In pharmaceuticals, Otsuka is a leader in the challenging areas of mental, renal, and cardiovascular health and has additional research programs in oncology and on several under-addressed diseases including tuberculosis, a significant global public health issue. These commitments illustrate how Otsuka is a “big venture” company at heart, applying a youthful spirit of creativity in everything it does.

Otsuka established a presence in the U.S. in 1973 and today its U.S. affiliates include Otsuka Pharmaceutical Development & Commercialization, Inc. (OPDC) and Otsuka America Pharmaceutical, Inc. (OAPI). These two companies’ 1,700 employees in the U.S. develop and commercialize medicines in the areas of mental health, nephrology, and cardiology, using cutting-edge technology to address unmet healthcare needs. 

OPDC and OAPI are indirect subsidiaries of Otsuka Pharmaceutical Company, Ltd., which is a subsidiary of Otsuka Holdings Co., Ltd. headquartered in Tokyo, Japan. The Otsuka group of companies employed 47,000 people worldwide and had consolidated sales of approximately USD 13.3 billion in 2020.

All Otsuka stories start by taking the road less traveled. Learn more about Otsuka in the U.S. at www.otsuka-us.com and connect with us on LinkedIn and Twitter at @OtsukaUS. Otsuka Pharmaceutical Co., Ltd.’s global website is accessible at www.otsuka.co.jp/en/.

 

References

1 Sotgiu G, et al. Applicability of the shorter ‘Bangladesh regimen’ in high multidrug-resistant tuberculosis settings. Int. J Inf. Dis. 2017; 56: 190-193.

2 Hariguchi N, et al. OPC-167832, a Novel Carbostyril Derivative with Potent Antituberculosis Activity as a DprE1 Inhibitor. Antimicrob Agents Chemother 64:e02020-19.

3 Gler M, et al. Delamanid for multidrug-resistant pulmonary tuberculosis. N Engl J Med 2012; 366: 2151-2160.

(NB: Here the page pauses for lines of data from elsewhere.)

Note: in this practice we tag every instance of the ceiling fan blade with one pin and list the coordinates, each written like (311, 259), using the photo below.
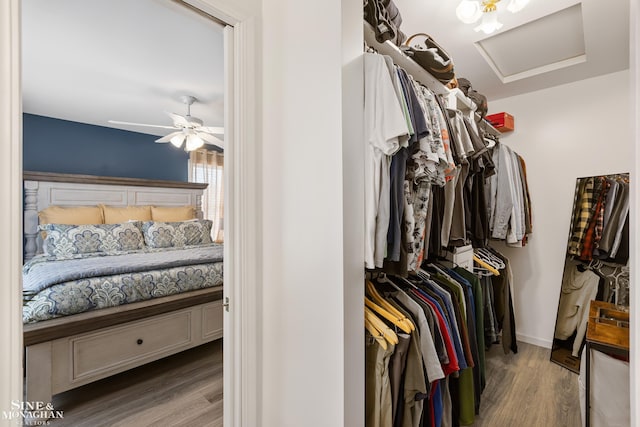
(115, 122)
(178, 120)
(210, 139)
(168, 137)
(219, 130)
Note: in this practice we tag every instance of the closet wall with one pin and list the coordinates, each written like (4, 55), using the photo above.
(569, 131)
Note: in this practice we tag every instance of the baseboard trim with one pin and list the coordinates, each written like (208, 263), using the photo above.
(534, 340)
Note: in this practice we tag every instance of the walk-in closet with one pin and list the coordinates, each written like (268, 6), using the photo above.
(482, 231)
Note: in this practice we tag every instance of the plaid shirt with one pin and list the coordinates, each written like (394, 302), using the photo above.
(588, 201)
(594, 232)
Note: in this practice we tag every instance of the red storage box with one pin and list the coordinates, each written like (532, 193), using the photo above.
(501, 121)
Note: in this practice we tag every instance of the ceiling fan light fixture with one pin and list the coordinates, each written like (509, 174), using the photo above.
(193, 143)
(177, 140)
(469, 11)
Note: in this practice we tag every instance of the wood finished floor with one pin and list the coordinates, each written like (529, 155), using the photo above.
(524, 389)
(183, 390)
(528, 390)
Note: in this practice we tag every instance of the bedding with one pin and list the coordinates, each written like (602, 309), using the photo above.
(117, 214)
(64, 240)
(172, 213)
(177, 234)
(71, 215)
(56, 286)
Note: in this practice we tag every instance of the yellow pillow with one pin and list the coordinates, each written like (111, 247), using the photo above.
(73, 215)
(167, 214)
(120, 214)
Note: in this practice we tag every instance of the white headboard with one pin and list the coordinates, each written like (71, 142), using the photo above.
(43, 189)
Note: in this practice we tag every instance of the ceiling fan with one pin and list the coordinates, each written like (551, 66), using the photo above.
(189, 130)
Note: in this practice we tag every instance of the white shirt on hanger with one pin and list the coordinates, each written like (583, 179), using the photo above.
(385, 125)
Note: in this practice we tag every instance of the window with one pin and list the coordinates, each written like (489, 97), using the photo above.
(206, 166)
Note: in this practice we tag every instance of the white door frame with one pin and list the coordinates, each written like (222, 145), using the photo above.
(243, 236)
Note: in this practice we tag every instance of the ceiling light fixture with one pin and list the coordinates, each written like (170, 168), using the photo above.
(470, 11)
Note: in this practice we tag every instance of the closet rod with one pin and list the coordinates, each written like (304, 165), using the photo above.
(402, 60)
(455, 98)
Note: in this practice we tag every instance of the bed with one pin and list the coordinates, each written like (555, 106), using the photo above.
(106, 294)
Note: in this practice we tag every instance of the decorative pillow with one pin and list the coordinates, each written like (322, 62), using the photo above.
(171, 213)
(71, 215)
(177, 234)
(120, 214)
(65, 240)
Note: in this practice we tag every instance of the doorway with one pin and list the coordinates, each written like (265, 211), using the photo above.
(241, 175)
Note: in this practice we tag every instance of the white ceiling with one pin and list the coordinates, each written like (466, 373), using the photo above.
(606, 40)
(131, 60)
(128, 60)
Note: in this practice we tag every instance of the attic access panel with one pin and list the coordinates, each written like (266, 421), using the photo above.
(549, 43)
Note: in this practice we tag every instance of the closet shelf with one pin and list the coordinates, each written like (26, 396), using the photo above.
(402, 60)
(455, 98)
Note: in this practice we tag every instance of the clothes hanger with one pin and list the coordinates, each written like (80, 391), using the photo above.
(387, 315)
(490, 258)
(482, 272)
(375, 333)
(379, 299)
(483, 264)
(386, 331)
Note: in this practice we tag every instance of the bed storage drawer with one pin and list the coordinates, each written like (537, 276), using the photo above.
(87, 357)
(212, 320)
(146, 339)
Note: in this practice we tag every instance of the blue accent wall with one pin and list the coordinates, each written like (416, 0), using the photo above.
(53, 145)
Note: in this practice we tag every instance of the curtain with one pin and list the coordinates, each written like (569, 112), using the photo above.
(206, 167)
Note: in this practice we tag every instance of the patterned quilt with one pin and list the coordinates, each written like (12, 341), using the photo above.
(55, 287)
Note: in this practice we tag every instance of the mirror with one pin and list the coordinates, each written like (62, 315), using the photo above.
(596, 263)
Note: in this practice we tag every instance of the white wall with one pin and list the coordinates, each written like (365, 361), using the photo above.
(634, 60)
(310, 321)
(306, 308)
(569, 131)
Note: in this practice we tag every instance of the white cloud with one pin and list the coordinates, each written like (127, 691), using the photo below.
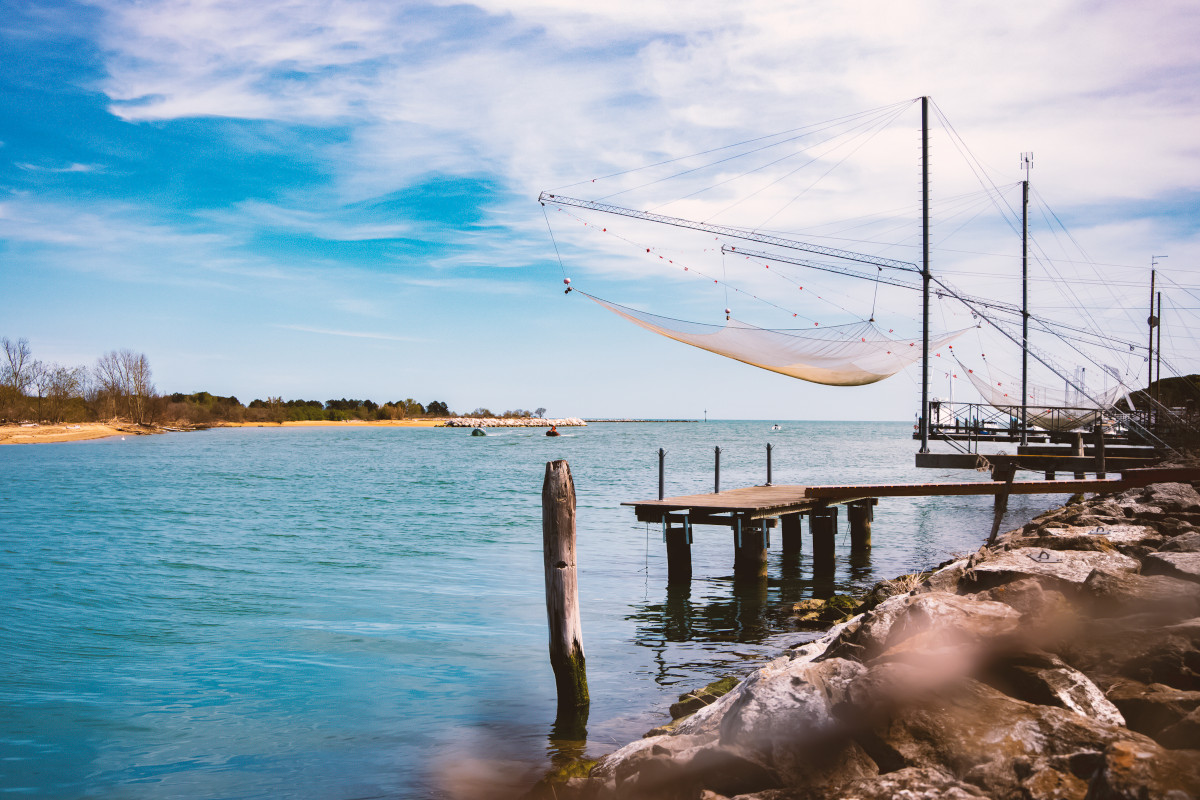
(358, 335)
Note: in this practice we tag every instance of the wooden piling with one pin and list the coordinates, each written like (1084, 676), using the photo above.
(562, 585)
(750, 549)
(861, 516)
(1080, 452)
(1001, 474)
(791, 535)
(823, 524)
(678, 552)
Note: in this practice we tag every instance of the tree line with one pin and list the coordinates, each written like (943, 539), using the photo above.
(120, 386)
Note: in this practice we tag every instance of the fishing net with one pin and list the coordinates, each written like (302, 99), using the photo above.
(1047, 408)
(845, 355)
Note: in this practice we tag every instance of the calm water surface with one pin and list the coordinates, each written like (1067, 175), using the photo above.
(346, 613)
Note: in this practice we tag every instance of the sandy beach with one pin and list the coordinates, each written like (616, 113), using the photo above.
(19, 434)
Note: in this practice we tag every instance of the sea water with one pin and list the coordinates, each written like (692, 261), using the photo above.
(357, 612)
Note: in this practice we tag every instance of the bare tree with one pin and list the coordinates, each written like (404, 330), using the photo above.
(18, 359)
(109, 384)
(124, 384)
(138, 384)
(60, 385)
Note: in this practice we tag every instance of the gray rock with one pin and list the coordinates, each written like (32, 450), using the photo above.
(1071, 570)
(1044, 679)
(1137, 769)
(1029, 597)
(1116, 594)
(1183, 734)
(911, 783)
(1173, 497)
(1175, 565)
(1182, 543)
(1152, 708)
(783, 722)
(971, 731)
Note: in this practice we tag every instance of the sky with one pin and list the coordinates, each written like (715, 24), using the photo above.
(323, 199)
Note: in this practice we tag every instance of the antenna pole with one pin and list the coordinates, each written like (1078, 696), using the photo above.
(1027, 162)
(924, 274)
(1158, 353)
(1151, 322)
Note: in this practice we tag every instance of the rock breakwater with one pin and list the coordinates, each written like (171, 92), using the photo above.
(1063, 661)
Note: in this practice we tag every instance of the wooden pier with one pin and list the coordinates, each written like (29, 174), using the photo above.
(753, 511)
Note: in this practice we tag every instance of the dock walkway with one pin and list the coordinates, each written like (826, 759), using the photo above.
(751, 511)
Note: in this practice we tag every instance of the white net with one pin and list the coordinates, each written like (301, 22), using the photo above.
(845, 355)
(1047, 408)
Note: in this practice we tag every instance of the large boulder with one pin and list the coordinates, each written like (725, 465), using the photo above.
(1044, 679)
(973, 732)
(786, 725)
(911, 783)
(1152, 708)
(1056, 569)
(1117, 594)
(1176, 565)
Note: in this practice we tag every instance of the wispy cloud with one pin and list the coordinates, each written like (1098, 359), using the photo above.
(357, 335)
(67, 168)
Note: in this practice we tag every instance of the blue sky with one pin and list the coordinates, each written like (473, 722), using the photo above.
(339, 198)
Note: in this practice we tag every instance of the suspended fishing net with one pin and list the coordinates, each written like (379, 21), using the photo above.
(846, 355)
(1047, 408)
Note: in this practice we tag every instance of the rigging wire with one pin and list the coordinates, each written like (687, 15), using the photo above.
(816, 127)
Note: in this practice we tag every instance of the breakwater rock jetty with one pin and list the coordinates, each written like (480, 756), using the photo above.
(513, 422)
(1062, 661)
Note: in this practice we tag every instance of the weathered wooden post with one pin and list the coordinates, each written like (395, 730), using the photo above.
(1006, 473)
(562, 587)
(749, 548)
(791, 535)
(823, 524)
(861, 515)
(678, 548)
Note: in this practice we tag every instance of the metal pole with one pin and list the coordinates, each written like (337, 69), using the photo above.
(1158, 353)
(1152, 323)
(924, 274)
(1025, 311)
(717, 477)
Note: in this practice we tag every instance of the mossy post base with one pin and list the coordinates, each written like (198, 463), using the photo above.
(823, 524)
(562, 587)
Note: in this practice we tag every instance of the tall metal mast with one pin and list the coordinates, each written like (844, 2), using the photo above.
(1027, 162)
(924, 274)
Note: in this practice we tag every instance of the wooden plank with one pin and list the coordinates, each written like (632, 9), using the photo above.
(1032, 462)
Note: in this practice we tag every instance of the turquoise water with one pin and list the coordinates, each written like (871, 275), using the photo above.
(346, 613)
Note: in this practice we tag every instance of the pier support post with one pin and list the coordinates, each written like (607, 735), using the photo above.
(750, 548)
(861, 515)
(562, 587)
(678, 551)
(1006, 474)
(823, 523)
(790, 531)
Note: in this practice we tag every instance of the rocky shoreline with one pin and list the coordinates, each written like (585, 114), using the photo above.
(513, 422)
(1063, 661)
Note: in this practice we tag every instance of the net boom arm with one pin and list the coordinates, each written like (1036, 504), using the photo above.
(725, 230)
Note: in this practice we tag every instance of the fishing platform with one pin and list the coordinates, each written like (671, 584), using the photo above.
(753, 511)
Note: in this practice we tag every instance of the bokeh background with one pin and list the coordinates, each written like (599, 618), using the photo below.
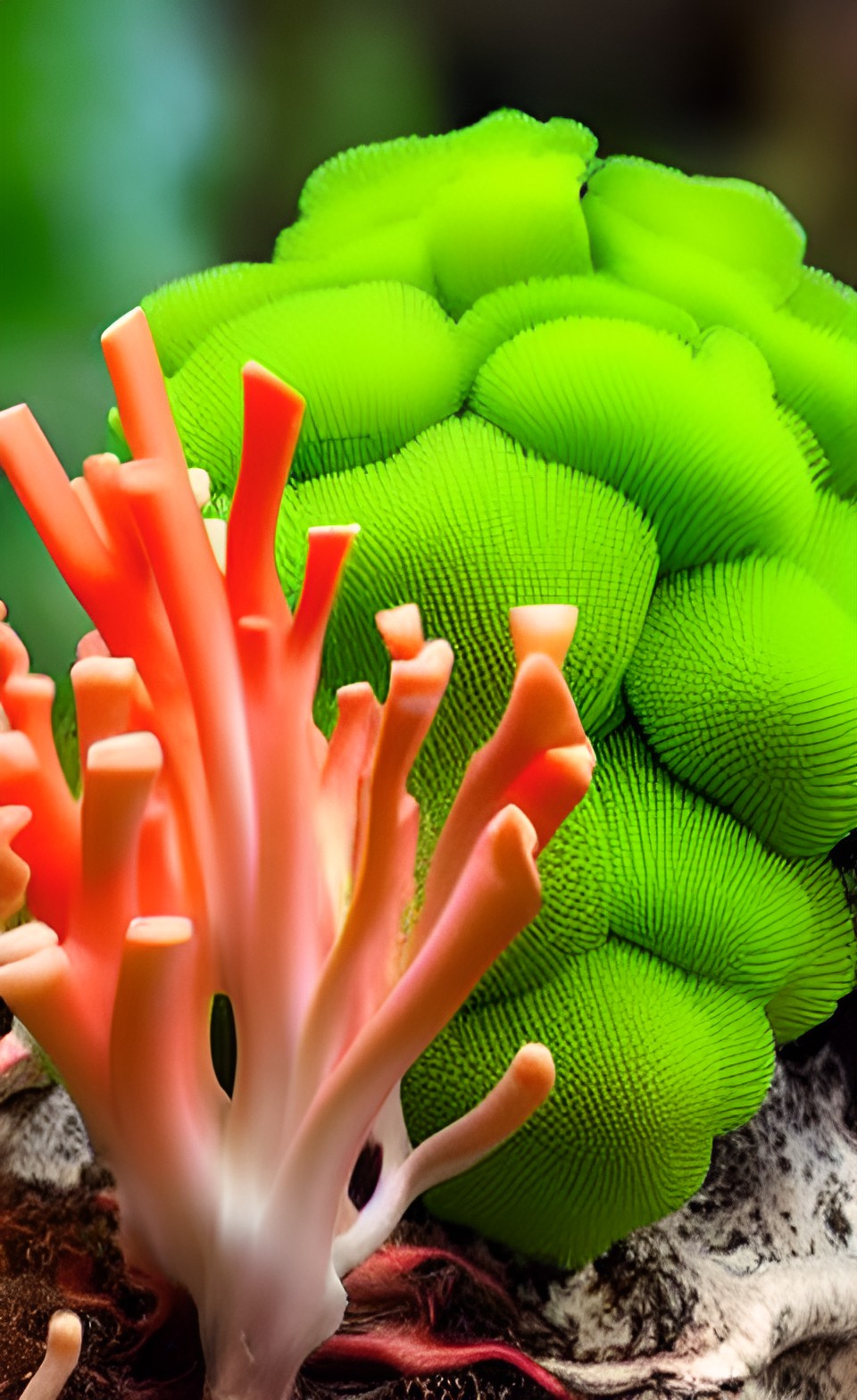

4 Skripconoka V, et al. Delamanid improves outcomes and reduces mortality in multidrug-resistant tuberculosis. Eur Respir J. 2013; 41:1393-400.

5 von Groote-Bidlingmaier F, et al. Efficacy and safety of delamanid in combination with an optimised background regimen for treatment of multidrug-resistant tuberculosis: a multicentre, randomised, double-blind, placebo-controlled, parallel group phase 3 trial. Lancet Respir Med 2019; 7(3):249-259.